I am slightly envious of the moms who got to mother before the Internet age. I don’t know what it was like back then, but it feels like finding a niche now must be far more complicated than it used to be.
Did so many styles of family life exist before the Internet?? And, perhaps more importantly, are there any moms out there who don’t think about mothering much at all?? Most of the time, that’s where I am at – I mother based on instincts, not thinking much about it, doing what keeps the family moving forward.
I feel like all the moms around me have a style, but somehow, I’m lacking. They are gentle moms or tiger moms or organic, chemical free moms, or moms that love Lysol. Pinterest moms, soccer moms, dance moms, CEO moms, hyper-anxious moms, free-range moms, helicopter moms, non-vaxxers, bed-sharers, formula feeders, homeschoolers…. And I’m just over here trying to keep up with the laundry.

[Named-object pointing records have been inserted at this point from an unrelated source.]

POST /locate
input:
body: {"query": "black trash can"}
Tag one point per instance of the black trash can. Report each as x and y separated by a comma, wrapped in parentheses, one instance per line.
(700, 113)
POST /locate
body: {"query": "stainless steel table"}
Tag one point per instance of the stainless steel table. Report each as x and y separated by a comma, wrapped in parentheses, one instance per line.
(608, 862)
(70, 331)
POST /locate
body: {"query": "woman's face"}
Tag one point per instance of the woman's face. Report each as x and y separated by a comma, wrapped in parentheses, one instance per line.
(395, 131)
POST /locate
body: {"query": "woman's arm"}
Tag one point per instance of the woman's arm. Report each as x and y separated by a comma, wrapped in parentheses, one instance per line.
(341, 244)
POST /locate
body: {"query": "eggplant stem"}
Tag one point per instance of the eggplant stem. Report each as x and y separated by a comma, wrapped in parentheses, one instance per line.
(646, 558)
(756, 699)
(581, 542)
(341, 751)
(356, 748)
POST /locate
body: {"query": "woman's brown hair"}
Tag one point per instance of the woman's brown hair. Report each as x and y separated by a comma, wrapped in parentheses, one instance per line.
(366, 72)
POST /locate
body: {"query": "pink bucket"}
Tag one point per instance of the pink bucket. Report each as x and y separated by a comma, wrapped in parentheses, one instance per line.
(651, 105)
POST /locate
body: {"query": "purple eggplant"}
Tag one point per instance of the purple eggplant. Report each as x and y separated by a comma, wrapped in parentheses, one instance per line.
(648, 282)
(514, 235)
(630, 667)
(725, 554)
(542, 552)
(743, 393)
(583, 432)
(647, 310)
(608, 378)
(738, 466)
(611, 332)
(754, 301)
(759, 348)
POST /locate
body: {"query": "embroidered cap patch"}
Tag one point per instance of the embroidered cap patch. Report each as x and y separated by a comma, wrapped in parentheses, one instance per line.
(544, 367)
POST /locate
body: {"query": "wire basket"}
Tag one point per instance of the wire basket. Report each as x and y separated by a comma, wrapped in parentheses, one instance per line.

Sanity ended 4 years ago, my friends.
The world of parenting a child with special needs, and then the subset of parenting a child with Down syndrome, comes with its own little mom-cliques. We have the supplementing moms, the inclusion army, the self-contained special Ed advocates, a whole new category of babywearing mommas, pro-therapy, anti-therapy, diet restricters, moms who still love Kraft Mac and Cheese. There are moms who want to ‘fix’ the issues that their kiddos have and moms who want to let them be just as they are and to hell with society and their silly standards for acceptable behavior!
I have tried to figure out where my mom identity lies. This has been rolling around in my mind because John and I attended an informational session about drug trials that are happening for medications that would improve the cognitive function of people with Down syndrome. It was fascinating and thought-provoking and has left me quite stumped.
If there were a pill that would help Tessa think, would I give it to her?
A mom in the group raved about the trial that her daughter was a part of. She says that her daughter’s holistic doctor (what is that??) believes that she is on “something” and the mom has seen some big differences in her daughter’s independence.
But would I give it to Tessa? Even if I knew it was 100% safe, do I want her to take it? Does it change who she is? Does it send a message to her that she needs to be somehow better than what she is? And when does it become her choice rather than mine?
We are not on a mission to “beat the odds.” We have never set out with the expectation that Tessa do any more than be her best self, just as we expect from Ellie. Does medication help her do that? Is treating her cognitive functioning level the same as someone with ADHD taking Ritalin or someone with depression taking Prozac?
Am I okay with this? Am I a part of that group of moms?
I don’t know. I just don’t know where I fit in. I like real science and double-blind studies and factual information. I like routines and structures and personal space and kindness to all. I like knowledge and teaching my kids about all kinds of stuff. I like to parent without thinking too terribly much about it… But this medication question has got me wondering – if it goes to market and is an option for Tessa, what kind of mom will I be?
One year ago…
Oh, Maggie! I can so relate! I often find myself wondering if I should be more offended by certain things, or more vocal about other things. Should I be doing more? Should I be doing less? Oy! It’s all so stressful! In the end, I’m just trying to be the best mom I can be to three very unique children. Hopefully God will fill in the gaps.
Things really don’t change Maggie. I raised the kids with many questions, many options, and many wonders. Just keep being the mom that you are. The girls are perfect.
Thank you for your honesty. I often feel like I don’t fit in with the current mom’s as well…go with your gut and keep on keepin on!